A good forecast does not simply assign a value and run the simulation, but assigns probabilities to each of those outcomes.
For example:
There’s X% chance undecided voters favor either candidate 50/50 +/- X%
An X% chance undecided voters favor either candidate 55%…and so on.
And a similar process for each candidate’s starting point or “floor.”
Add it all up:
For a forecaster to arrive at Clinton being ~99% to win, they must have concluded there was ~0% chance that Clinton’s floor of support was under the 46%-47% she was polling at (indefensible) AND
Of the larger-than-normal number of undecideds, there was almost no chance that Trump would win more than a small majority (also indefensible) AND
If any of the above unlikely events happened in one swing state, it probably wouldn’t happen in another (oops)
I know why they concluded those things:
Because their models, their words, their analysis is OBSESSED with ‘MARGIN’

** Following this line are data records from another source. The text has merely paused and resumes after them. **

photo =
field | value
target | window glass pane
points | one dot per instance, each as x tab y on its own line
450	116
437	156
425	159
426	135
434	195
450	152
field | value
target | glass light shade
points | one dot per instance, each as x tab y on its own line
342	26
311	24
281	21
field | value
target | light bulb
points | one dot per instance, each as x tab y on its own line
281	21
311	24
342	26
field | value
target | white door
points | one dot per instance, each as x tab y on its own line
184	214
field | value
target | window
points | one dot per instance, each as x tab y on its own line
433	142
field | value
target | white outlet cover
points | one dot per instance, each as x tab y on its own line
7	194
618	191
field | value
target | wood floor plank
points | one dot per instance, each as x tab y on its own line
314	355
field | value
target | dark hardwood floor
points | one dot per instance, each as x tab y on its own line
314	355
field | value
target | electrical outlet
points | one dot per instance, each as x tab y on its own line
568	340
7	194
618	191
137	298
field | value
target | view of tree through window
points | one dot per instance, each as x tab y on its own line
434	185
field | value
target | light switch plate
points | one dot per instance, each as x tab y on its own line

They thought that Clinton’s “five-point lead” was bulletproof, because “five” is a big number! FIVE!
How could anyone overcome FIVE?!
FiveThirtyEight even, proudly, released this horrible video obsessing over margin as an explanation for how polls work.
When the experts in a field are spreading misinformation, it’s forgivable for the public to be misinformed. I hope to start on the path to correcting that - both from within the field, and in the public.
Understanding how and why they’re wrong have made me a better forecaster, and they can make you a more informed consumer of data. Or forecaster!